Como conclusiones finales es preciso determinar que la mayoría de las mujeres gestantes determinaron de manera subjetiva que seguían una dieta variada y equilibrada. Sin embargo, aparecen en menor medida los productos integrales, mientras que snacks y bollería siguen teniendo un consumo semanal, en vez de ocasional o puntual, como recomiendan diferentes instituciones.

El consumo de frutas y verduras es el adecuado en la mitad de las mujeres encuestadas aproximadamente, y cabe reseñar una preferencia por la carne magra y los pescados blancos. Los productos lácteos también tenían un gran peso en la dieta de las mujeres embarazadas encuestadas, solo el 14,516% no alcanzaba las recomendaciones dadas.

Para finalizar, al comparar los hábitos dietéticos de las mujeres gestantes de ambas comunidades se puede observar un mayor consumo de frutas, verduras, hortalizas, legumbres y lácteos en Cantabria, mientras que en La Rioja se consumen más huevos.

A pesar de las leves diferencias que se pueden observar no existen diferencias estadísticamente significativas entre los hábitos de vida saludables seguidos por las mujeres gestantes de Cantabria con respecto a las de La Rioja.

Resulta necesario reforzar la importancia de mantener el peso, actividad física y nutrición adecuados en todas las mujeres, pero especialmente en las mujeres gestantes. La población gestante ha de prestar especial atención a las pautas de nutrición, ejercicio físico, hábitos saludables en la preparación maternal realizada por la matrona, con apoyo personalizado.
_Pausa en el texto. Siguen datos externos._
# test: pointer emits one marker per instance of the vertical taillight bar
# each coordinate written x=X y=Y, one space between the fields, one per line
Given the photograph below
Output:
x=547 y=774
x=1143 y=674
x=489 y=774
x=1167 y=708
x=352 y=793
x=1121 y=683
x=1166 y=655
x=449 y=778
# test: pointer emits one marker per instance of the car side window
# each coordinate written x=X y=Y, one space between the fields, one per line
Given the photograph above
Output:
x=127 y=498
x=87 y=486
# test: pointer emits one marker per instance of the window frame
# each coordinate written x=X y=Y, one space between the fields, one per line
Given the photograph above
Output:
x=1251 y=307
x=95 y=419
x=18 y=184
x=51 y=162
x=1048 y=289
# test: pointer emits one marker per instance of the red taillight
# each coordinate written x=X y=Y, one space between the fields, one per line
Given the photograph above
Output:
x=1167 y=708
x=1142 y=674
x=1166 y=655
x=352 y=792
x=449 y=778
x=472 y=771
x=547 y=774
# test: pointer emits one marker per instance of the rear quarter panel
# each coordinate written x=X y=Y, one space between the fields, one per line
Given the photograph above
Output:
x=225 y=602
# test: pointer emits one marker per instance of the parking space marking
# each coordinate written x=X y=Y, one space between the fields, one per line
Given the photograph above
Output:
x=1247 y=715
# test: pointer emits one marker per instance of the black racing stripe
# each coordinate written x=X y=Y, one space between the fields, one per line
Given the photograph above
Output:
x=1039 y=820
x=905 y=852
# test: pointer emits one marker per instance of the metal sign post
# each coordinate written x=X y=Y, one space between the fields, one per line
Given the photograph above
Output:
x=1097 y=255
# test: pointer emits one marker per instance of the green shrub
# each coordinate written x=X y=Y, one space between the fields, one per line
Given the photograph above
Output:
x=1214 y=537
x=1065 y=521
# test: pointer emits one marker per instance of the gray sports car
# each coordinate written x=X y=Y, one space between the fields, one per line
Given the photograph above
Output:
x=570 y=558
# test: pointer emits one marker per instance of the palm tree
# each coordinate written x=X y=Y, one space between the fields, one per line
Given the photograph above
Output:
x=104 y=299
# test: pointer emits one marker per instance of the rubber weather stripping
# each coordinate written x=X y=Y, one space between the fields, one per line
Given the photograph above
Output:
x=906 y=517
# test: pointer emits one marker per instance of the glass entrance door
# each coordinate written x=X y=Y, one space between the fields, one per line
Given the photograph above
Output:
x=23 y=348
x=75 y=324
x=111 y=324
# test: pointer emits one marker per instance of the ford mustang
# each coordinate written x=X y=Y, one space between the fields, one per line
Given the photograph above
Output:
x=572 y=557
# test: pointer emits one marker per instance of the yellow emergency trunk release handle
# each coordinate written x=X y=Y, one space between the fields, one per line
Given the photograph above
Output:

Para un futuro inmediato se proyecta un estudio con mayor tamaño muestral y refinado de datos, a fin de obtener resultados de mayor peso y validez.

Agradecimientos

Agradecer a todas las matronas de Atención Primaria, tanto de La Rioja como de Cantabria, por su colaboración en la recogida de muestras y hacer posible la realización de este trabajo de investigación.

NOTA
Este trabajo ha sido presentado en formato comunicación Póster al XIX Congreso Nacional de Matronas de la Asociación Española de Matronas-II Asociación Cántabra de Matronas.
La Asociación Cántabra de Matronas galardonó este trabajo de entre todos los estudios de Cantabria presentados al congreso.